Combine vector and keyword search:

from azure.search.documents import SearchClient
from azure.search.documents.models import VectorizedQuery

class HybridSearcher:
    def __init__(self, search_client: SearchClient, embedder):
        self.search_client = search_client
        self.embedder = embedder

    def search(self, query: str, top_k: int = 10) -> list[dict]:
        # Generate embedding
        query_vector = self.embedder.embed(query)

        # Hybrid search: vector + keyword
        results = self.search_client.search(
            search_text=query,  # Keyword search
            vector_queries=[
                VectorizedQuery(
                    vector=query_vector,
                    k_nearest_neighbors=top_k * 2,  # Over-retrieve
                    fields="content_vector"
                )
            ],
            query_type="semantic",  # Enable semantic ranking
            semantic_configuration_name="default",
            top=top_k,
            select=["title", "content", "source", "metadata"]
        )

        return [
            {
                "title": r["title"],
                "content": r["content"],
                "source": r["source"],
                "score": r["@search.score"],
                "reranker_score": r.get("@search.reranker_score", 0)
            }
            for r in results
        ]

Pattern 2: Query Transformation

Improve retrieval by transforming queries:

class QueryTransformer:
    def __init__(self, llm_client):
        self.llm = llm_client

    async def transform(self, query: str) -> dict:
        """Transform user query for better retrieval."""

        # Expansion: Generate related queries
        expansion_response = await self.llm.chat.complete_async(
            deployment="gpt-4o",
            messages=[{
                "role": "user",
                "content": f"""Generate 3 alternative phrasings of this query for search:
                Query: {query}

                Return as JSON array: ["query1", "query2", "query3"]"""
            }]
        )
        expansions = json.loads(expansion_response.choices[0].message.content)

        # Decomposition: Break into sub-queries
        decomposition_response = await self.llm.chat.complete_async(
            deployment="gpt-4o",
            messages=[{
                "role": "user",
                "content": f"""If this query has multiple parts, break it into sub-queries.
                Query: {query}

                Return as JSON array.

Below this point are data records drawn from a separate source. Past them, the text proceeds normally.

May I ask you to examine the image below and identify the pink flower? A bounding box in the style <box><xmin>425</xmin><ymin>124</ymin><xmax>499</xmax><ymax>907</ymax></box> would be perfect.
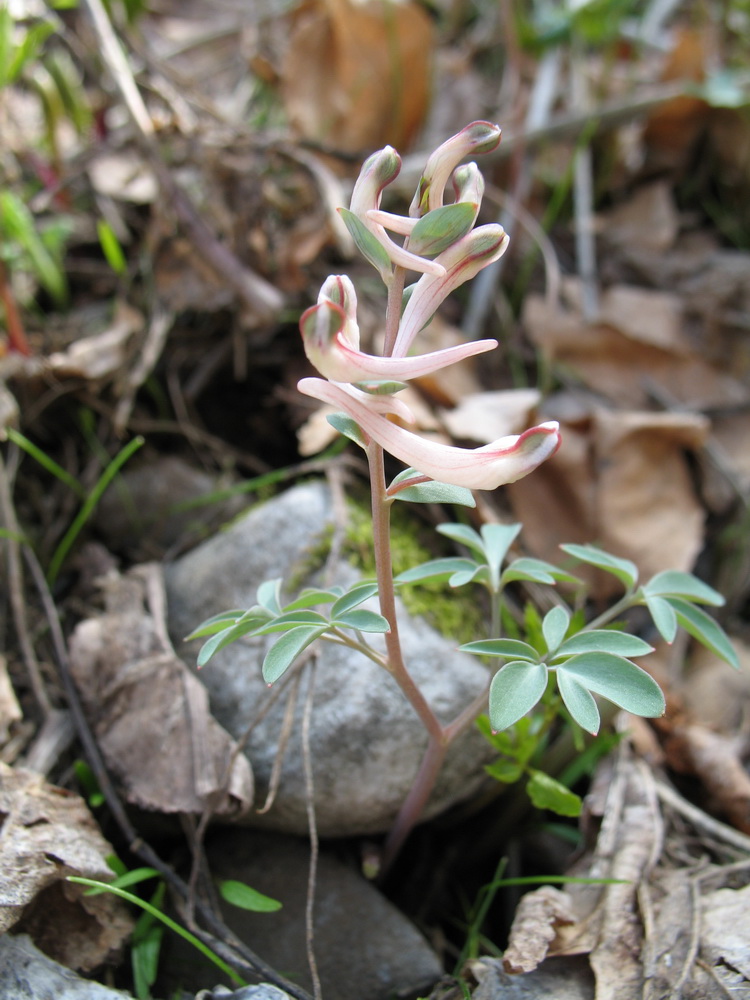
<box><xmin>297</xmin><ymin>378</ymin><xmax>560</xmax><ymax>490</ymax></box>
<box><xmin>393</xmin><ymin>224</ymin><xmax>509</xmax><ymax>358</ymax></box>
<box><xmin>299</xmin><ymin>275</ymin><xmax>497</xmax><ymax>382</ymax></box>
<box><xmin>409</xmin><ymin>121</ymin><xmax>501</xmax><ymax>218</ymax></box>
<box><xmin>339</xmin><ymin>146</ymin><xmax>443</xmax><ymax>282</ymax></box>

If single query, return ["{query}"]"""
            }]
        )
        sub_queries = json.loads(decomposition_response.choices[0].message.content)

        # HyDE: Hypothetical Document Embedding
        hyde_response = await self.llm.chat.complete_async(
            deployment="gpt-4o",
            messages=[{
                "role": "user",
                "content": f"""Write a short paragraph that would be a perfect answer to this query:
                Query: {query}

                Write as if you're the ideal document that answers this."""
            }]
        )
        hypothetical_doc = hyde_response.choices[0].message.content

        return {
            "original": query,
            "expansions": expansions,
            "sub_queries": sub_queries,
            "hypothetical_document": hypothetical_doc
        }

Pattern 3: Multi-Index Retrieval

Search across multiple specialized indexes:

class MultiIndexRetriever:
    def __init__(self, indexes: dict):
        self.indexes = indexes  # {"docs": SearchClient, "code": SearchClient, "faq": SearchClient}

    async def retrieve(self, query: str, query_type: str = "auto") -> list[dict]:
        # Determine which indexes to search
        if query_type == "auto":
            index_weights = await self._classify_query(query)
        else:
            index_weights = {query_type: 1.0}

        # Search relevant indexes in parallel
        tasks = []
        for index_name, weight in index_weights.items():
            if weight > 0.1:  # Threshold
                tasks.append(self._search_index(index_name, query, weight))

        results = await asyncio.gather(*tasks)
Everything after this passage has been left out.